Clown ailé par Stefan Caltia

Ce blog a besoin de couleur!  Je nage dans le noir et blanc, au propre comme au figuré : le contraste des lettres sur la page et sur l’écran, le binôme français – roumain… bref, je traduis à tour de bras.

Alors ces quelques images que je vous offre sur plusieurs jours me donneront l’impression d’ouvrir la fenêtre.

Aujourd’hui, la première est une huile de Stefan Caltia. Cette toile a fait partie de la grande vente aux enchères qui s’est tenue le 29 mars 2009 à l’Hôtel Drouot. C’était l’occasion de voir les oeuvres de plus de cent artistes roumains contemporains.

Le catalogue « Bucarest à Paris – Panorama de l’art roumain » permet de poursuivre le voyage – et pour moi d’évoquer ici des artistes que j’aimais et connaissais déjà  ou bien que j’ai découverts à cette occasion.
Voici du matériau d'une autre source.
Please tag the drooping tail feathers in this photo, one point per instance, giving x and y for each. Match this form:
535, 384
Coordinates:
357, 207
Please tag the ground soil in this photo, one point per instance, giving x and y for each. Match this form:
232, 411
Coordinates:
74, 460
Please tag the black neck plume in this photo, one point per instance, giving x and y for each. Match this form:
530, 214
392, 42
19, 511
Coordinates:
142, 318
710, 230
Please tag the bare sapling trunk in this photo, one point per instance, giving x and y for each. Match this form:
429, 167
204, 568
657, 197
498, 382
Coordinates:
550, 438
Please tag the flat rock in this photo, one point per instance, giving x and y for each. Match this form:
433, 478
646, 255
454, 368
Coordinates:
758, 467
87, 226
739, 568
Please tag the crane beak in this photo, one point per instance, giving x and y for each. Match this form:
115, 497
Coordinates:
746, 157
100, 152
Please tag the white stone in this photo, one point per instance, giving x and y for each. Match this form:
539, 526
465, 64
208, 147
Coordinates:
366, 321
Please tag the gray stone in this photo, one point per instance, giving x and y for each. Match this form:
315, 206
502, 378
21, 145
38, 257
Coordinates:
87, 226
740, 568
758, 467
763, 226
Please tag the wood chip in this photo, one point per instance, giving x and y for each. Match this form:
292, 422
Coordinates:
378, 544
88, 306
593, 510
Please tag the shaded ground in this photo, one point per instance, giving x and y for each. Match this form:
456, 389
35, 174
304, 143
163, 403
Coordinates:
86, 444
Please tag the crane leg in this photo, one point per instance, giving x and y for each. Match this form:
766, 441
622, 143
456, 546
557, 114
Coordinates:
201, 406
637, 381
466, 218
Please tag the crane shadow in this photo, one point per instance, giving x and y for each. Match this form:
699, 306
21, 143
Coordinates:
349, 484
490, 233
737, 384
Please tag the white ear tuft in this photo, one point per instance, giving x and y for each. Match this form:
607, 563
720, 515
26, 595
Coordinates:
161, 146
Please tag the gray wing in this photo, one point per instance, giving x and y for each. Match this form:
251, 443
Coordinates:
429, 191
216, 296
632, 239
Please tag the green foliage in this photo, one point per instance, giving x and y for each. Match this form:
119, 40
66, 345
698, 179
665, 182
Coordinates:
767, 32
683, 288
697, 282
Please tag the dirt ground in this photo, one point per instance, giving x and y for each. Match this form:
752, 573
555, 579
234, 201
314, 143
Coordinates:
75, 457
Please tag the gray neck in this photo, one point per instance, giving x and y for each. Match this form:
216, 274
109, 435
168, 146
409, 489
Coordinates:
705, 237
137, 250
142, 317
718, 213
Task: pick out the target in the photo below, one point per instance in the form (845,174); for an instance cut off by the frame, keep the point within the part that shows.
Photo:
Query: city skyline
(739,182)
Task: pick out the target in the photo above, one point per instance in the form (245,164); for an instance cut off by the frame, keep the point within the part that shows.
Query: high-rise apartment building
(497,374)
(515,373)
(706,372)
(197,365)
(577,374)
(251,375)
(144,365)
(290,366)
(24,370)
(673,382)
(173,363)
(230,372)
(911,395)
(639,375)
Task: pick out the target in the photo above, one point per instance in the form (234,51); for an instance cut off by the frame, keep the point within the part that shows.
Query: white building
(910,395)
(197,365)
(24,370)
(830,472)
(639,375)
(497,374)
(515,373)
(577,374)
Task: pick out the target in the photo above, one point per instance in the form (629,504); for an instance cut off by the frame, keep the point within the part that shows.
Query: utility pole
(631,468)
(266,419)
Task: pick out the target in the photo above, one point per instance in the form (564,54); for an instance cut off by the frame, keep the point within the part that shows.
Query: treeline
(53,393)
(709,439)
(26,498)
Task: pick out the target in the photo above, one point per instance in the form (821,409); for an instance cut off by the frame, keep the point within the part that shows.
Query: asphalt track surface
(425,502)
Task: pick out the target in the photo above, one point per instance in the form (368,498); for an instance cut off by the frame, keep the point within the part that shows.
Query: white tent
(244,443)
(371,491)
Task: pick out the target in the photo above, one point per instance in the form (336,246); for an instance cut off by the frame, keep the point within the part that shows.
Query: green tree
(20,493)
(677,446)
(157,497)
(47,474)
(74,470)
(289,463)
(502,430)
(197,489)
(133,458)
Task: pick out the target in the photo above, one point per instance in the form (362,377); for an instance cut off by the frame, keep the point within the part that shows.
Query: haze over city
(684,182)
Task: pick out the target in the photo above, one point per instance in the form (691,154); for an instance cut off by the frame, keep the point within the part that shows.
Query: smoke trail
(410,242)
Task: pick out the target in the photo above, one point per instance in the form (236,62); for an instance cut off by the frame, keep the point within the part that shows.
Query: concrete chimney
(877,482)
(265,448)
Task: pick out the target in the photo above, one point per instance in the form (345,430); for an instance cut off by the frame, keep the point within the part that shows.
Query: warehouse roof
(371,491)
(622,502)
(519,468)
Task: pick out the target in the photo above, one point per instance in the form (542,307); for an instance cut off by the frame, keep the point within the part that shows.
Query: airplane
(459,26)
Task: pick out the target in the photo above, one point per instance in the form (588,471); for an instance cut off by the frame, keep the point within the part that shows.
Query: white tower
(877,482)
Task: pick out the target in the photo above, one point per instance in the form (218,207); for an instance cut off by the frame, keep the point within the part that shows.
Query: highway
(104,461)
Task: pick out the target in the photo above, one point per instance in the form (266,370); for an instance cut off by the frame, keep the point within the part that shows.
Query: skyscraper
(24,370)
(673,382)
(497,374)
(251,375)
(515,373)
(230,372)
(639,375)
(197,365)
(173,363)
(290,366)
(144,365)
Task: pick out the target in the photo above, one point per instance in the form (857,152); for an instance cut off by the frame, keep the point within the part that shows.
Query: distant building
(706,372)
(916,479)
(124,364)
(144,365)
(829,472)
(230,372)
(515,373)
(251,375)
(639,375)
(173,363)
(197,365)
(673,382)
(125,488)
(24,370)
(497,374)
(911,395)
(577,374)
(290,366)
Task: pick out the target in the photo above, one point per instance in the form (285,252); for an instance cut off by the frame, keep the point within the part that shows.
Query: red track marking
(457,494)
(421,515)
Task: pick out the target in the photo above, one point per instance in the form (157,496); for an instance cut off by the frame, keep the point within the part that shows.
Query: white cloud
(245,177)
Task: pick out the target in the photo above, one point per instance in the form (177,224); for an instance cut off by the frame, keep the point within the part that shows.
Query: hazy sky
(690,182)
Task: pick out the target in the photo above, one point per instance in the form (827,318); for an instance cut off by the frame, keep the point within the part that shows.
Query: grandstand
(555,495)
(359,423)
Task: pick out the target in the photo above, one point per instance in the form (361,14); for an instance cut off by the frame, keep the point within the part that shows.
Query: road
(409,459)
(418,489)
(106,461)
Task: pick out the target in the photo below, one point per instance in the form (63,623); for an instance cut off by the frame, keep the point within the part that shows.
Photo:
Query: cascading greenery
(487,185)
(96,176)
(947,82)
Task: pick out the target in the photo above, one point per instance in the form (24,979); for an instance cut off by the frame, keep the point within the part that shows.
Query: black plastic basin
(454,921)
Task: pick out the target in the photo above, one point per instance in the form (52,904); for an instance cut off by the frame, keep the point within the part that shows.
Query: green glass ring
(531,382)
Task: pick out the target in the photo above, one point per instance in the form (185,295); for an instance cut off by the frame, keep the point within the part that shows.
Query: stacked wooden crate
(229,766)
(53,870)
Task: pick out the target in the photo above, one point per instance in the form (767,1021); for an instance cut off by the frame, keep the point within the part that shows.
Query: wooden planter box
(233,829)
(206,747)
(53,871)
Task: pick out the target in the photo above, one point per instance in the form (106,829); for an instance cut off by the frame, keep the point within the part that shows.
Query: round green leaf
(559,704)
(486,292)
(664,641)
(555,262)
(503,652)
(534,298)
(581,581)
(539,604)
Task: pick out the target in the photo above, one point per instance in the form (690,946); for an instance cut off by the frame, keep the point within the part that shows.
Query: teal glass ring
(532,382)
Stefan Caltia est né en 1942. Il enseigne à l’Université Nationale des Arts de Bucarest. Il est un artiste dont les thèmes et la palette sont depuis longtemps très reconnaissables et.. ultra reconnus par les amateurs et les acheteurs d’art contemporain dans le monde entier.

J’aime beaucoup. Je m’envole avec ses personnages.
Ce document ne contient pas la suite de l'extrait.